“She Is Still Ours,” Ensign, October 2020
After seven years of hoping and waiting for children, my husband and I were finally blessed with a daughter. Alicie was the light of our lives, but she lived for only five months before dying of pneumonia.
That was the hardest experience of my life. Every day I would come home from work and sit and cry. My in-laws often sat with me to give me strength. I kept praying for another child, but none came. I was lost in sadness.
My in-laws started encouraging my husband and me to travel to the Suva Fiji Temple to be sealed. We had never been to the temple, and we decided that this was the best way for us to find hope and healing.
Nothing could have prepared me for what I felt that day! I knew that my husband and I would be sealed together for eternity. This knowledge filled me with gratitude and love. But I hadn’t understood that this sacred ordinance was much bigger than the two of us.

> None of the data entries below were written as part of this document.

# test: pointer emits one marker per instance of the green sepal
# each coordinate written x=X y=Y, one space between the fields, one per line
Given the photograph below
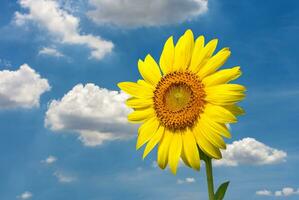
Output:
x=221 y=191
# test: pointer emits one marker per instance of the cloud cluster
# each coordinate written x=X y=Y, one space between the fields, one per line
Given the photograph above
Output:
x=97 y=114
x=135 y=13
x=62 y=25
x=21 y=88
x=186 y=180
x=25 y=196
x=49 y=160
x=63 y=178
x=284 y=192
x=249 y=151
x=49 y=51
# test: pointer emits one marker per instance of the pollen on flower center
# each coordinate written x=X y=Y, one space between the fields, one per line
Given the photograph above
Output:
x=179 y=100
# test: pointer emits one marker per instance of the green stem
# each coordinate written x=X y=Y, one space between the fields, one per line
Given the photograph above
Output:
x=209 y=172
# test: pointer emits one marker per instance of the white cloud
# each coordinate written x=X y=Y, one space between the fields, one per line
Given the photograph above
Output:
x=136 y=13
x=63 y=178
x=50 y=15
x=284 y=192
x=49 y=51
x=50 y=160
x=264 y=193
x=5 y=63
x=186 y=180
x=26 y=195
x=21 y=88
x=251 y=152
x=95 y=113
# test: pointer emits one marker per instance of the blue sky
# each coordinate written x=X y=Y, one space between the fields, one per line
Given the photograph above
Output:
x=90 y=157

At the temple, I learned that Alicie could be sealed to us. I cried tears of joy as I came to know this sacred doctrine. Our daughter would be ours for all eternity! I testify that God has provided everything we need for happiness in His holy house.
In the years since, my husband and I have been blessed with a son and three adopted children. Yet we can never forget Alicie. Because of the ordinances of the temple, our daughter is a part of our family forever.
When I meet someone who has lost a child, I feel their pain with them. But I also know that this pain is not the end. Through losing Alicie, as well as experiencing other trials, I know that God is there for me. When I get discouraged or complain about things, I know that God is always there.
I know I will see Alicie again, and that truth continues to fill my husband and me with deep joy.